Allan Miller wrote:There is no consistency in sampling error in either direction, because there is no source of bias.

Natural selection.

Allan Miller wrote:I don't just mean neutral alleles, as you continually read me as saying. The neutral case is simply that where drift is the only force in operation. But no value of s except 1 is deterministic on every body in which the allele resides. If an allele gets replicated, and it was not tested by selection on the way, regardless of its value of s, then you can chalk it up to drift - the random component. If it was tested, then chalk it up to selection - a systematic layer upon the symmetrical background of drift.

Holy shit, there are so many errors there...
a) An allele get´s passed on and you claim that this is due either to selection of drift.
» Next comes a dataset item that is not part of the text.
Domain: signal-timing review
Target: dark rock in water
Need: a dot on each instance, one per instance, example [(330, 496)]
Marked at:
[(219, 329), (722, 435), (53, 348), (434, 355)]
That´s just nuts, not to meantion that it makes no sense. Selection is a statistical effect and so is drift. You can not look at an individual and say "there´s selection". Selection only happens at the level of the local population.
b) Drift is not symatrical and does contain a systematic component, if there is selection. It´s only symatrical and unsystematic in the neutral case.
c) s=1 is not deterministic, if you are using Kimuras s (and since you´ve been discussing neutrality it´s the s you should be using). For this s=infinity and s=-infinity are deterministic. s=1 does not have any special properties there.

random/spontaneous = we dont know whether there is a cause or not.
Its is a very convenient device in "science" to assert that the absence of evidence proves an event is "random"
Theists would NEVER be allowed to fill a GAP in the way "science" does.
Science can have "cosmological constants" and "singularities" and "random mutation" and "quantum weirdness" and "uncertainty principles" as assumed FACTS but dont anybody dare to use God as a gap filler.
Lion (IRC)

Lion IRC wrote:random/spontaneous = we dont know whether there is a cause or not.
Its is a very convenient device in "science" to assert that the absence of evidence proves an event is "random"
Theists would NEVER be allowed to fill a GAP in the way "science" does.
Science can have "cosmological constants" and "singularities" and "random mutation" and "quantum weirdness" and "uncertainty principles" as assumed FACTS but dont anybody dare to use God as a gap filler.
Lion (IRC)

You wrote this after reading only the thread title, didn't you?

Is there a way to define "random".........

"Randomness is a concept of non-order or non-coherence in a sequence of symbols or steps, such that there is no intelligible ........blah blah blah......."

What a load of gobbledygook

Lion IRC wrote:Is there a way to define "random".........

"Randomness is a concept of non-order or non-coherence in a sequence of symbols or steps, such that there is no intelligible ........blah blah blah......."

What a load of gobbledygook

This post is of great value to the ongoing discussion and will, I boldly predict, fundamentally change the way we think about mathematics and, in turn, the mathematical basis of science.